The US isn’t alone in grappling with COVID-19 outbreaks at meatpacking plants.
Angela Merkel on Wednesday described incoming reports from the German meat industry as “terrible”, and said action “must be taken” to address the situation.
The problem is centered on a Westfleisch slaughterhouse in Coesfeld, where more than 250 workers have contracted the virus.
The timing leaves something to be desired, that’s for sure. Germany is taking tentative steps to ease lockdown protocols and is generally seen as having among the best track records among advanced economies when it comes to containing the virus.
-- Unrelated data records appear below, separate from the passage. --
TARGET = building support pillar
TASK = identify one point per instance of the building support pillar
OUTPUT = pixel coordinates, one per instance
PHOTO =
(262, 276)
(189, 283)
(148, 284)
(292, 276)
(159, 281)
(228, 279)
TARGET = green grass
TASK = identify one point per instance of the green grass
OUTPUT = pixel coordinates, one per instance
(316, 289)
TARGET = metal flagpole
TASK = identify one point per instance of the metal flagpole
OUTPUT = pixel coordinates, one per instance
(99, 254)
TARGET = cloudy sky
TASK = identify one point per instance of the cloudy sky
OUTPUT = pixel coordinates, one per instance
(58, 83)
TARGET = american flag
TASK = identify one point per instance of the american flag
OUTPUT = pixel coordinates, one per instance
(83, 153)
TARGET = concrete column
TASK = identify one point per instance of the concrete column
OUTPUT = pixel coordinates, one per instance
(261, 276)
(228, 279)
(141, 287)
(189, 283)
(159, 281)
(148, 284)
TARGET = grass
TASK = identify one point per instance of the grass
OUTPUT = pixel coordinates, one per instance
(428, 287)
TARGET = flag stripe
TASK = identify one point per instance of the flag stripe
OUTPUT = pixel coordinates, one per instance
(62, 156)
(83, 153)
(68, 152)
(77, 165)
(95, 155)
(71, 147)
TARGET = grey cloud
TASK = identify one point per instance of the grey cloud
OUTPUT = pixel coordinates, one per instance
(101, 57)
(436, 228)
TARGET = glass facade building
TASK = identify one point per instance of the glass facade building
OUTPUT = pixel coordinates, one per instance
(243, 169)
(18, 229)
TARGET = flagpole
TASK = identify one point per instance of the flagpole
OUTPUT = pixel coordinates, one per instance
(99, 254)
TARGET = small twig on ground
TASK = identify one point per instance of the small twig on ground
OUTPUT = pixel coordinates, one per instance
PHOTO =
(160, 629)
The outbreak in Coesfeld is apparently concentrated among migrant workers from Eastern Europe. That, in turn, shines a spotlight on the plight of those workers, including subpar living conditions and crowded transportation arrangements.
“If one person is infected then basically everybody else that sits on the bus or lives in the shared houses is infected”, Green Party representative Anne-Monika Spallek told the Associated Press, which notes that Spallek “has campaigned against the meat industry’s practice of outsourcing much of its back-breaking work to migrants working under precarious conditions”.
In many ways, the story is similar to that told by some workers in the US. One Westfleisch worker who spoke to the press for the piece linked above described a jail-like lockdown situation outside of Coesfeld. The man (who wouldn’t give his last name for fear of reprisal) said the subcontractor still wants rent payments for shared living arrangements despite ambiguity around whether wages will be paid to those who can’t work due to infection.
He and those with whom he shares housing arrangements are banned from local grocery stores and are quite literally living in a cage. “Standing behind a metal fence erected to stop workers from leaving their shared house about 15 minutes’ drive from Coesfeld, [the worker] and others inside were waiting Tuesday for the results of the COVID-19 tests they had taken four days earlier”, AP writes, describing the pitiable situation.
And it’s not just the Westfleisch facility. “A coronavirus outbreak was uncovered at a third meatpacking plant in Germany after at least 22 employees in the western German city of Bochum were found to be infected with the deadly virus”, Deutsche Welle writes, adding that “at least 109 cases of coronavirus were previously detected at a plant in the state of Schleswig-Holstein”.
In a separate piece, DW describes the conditions for migrant workers laboring for subcontractors in Germany as “modern slavery”. The man who spoke to AP said he currently feels like “a lion in a cage”.
This is a multi-faceted story with implications that go far beyond the coronavirus. The industry is beset with concerns about squalid working conditions for vulnerable demographic groups, something which needs to be addressed irrespective of any epidemic.
But the narrow read-through is that communities in and around meatpacking facilities are vulnerable to outbreaks, and that’s true in the US as well. Consider the following passages from a piece dated May 5 from the non-profit Texas Tribune:
Despite an explosion of new coronavirus cases in the Texas Panhandle tied to local meatpacking plants, Gov. Greg Abbott indicated Tuesday that he will not reimpose stricter stay-at-home rules for Amarillo and surrounding communities, relying instead on “surge response teams” to deal with growing outbreaks.
After announcing plans to reopen more businesses in the state, Abbott said teams made up of health officials, emergency response workers and the National Guard would deal with “flare-ups,” including those connected to meatpacking plants, by helping facilitate testing, ensuring sanitation at such facilities and assessing the transportation used by plants to shuttle their workers.
“There is a challenge in the Panhandle because of either a or several meatpacking plants up there,” Abbott said during a press conference at the Capitol. “There is a need for a surge response team to go in there to provide all the resources that are needed to get that area under containment.”
Again, this underscores the inherently perilous nature of reopening plans globally, as conditions across different businesses and sectors are more conducive to the spread of the virus than others. That vulnerability becomes a liability for the surrounding population, and thereby for everyone.
Meanwhile, new USDA estimates show annual pork and beef output in the US will fall for the first time in at least five years.
Despite Donald Trump’s best efforts to ensure that meatpacking plants remain open during the epidemic to avert shortages and bare supermarket shelves, prices continue to rise.
In fact, the latest data from the USDA shows wholesale beef has now more than doubled since February.